The truth is that nothing moved, nothing changed, nothing whatever appeared to happen and yet I experienced a feeling of elemental terror so great that I lost all sense of who, or what, or where I was. I was in the heart of chaos, and no power of mind or body was of use against it.
I cannot really say I lost consciousness, but I was certainly not aware of myself for some time. I “woke,” if that’s the word, when I stumbled on a rock near the bottom of the hill. I half slid the remaining few feet and fetched up on the thick tufted grass at the foot.
I felt sick and dizzy. I crawled toward a stand of oak saplings and leaned against one to steady myself. There was a confused noise of shouting nearby, which reminded me of the sounds I had heard, and felt, in the stone circle. The ring of inhuman violence was lacking, though; this was the normal sound of human conflict, and I turned toward it.
Chapter 3. THE MAN IN THE WOOD
The men were some distance away when I saw them. Two or three, dressed in kilts, running like the dickens across a small clearing. There was a far-off banging noise that I rather dazedly identified as gunshots.
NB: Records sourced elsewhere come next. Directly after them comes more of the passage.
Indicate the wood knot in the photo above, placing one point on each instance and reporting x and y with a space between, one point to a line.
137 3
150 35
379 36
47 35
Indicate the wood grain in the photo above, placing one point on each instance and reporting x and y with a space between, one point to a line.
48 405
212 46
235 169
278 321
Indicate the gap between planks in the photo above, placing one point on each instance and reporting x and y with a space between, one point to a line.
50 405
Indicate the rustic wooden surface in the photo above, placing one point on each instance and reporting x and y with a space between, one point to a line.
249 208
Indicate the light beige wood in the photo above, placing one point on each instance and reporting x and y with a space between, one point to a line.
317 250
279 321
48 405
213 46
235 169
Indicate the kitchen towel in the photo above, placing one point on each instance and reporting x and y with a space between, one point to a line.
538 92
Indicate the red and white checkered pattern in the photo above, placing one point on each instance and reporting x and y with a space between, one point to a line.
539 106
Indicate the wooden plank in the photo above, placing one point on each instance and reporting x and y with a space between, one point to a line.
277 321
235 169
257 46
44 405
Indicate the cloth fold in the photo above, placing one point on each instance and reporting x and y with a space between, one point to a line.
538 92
I was quite sure I was still hallucinating when the sound of shots was followed by the appearance of five or six men dressed in red coats and knee breeches, waving muskets. I blinked and stared. I moved my hand before my face and held up two fingers. I saw two fingers, all present and correct. No blurring of vision. I sniffed the air cautiously. The pungent odor of trees in spring and a faint whiff of clover from a clump near my feet. No olfactory delusions.
I felt my head. No soreness anywhere. Concussion unlikely then. Pulse a little fast, but steady.
The sound of distant yelling changed abruptly. There was a thunder of hooves, and several horses came charging in my direction, kilted Scots atop them, yodeling in Gaelic. I dodged out of the way with an agility that seemed to prove I had not been physically damaged, whatever my mental state.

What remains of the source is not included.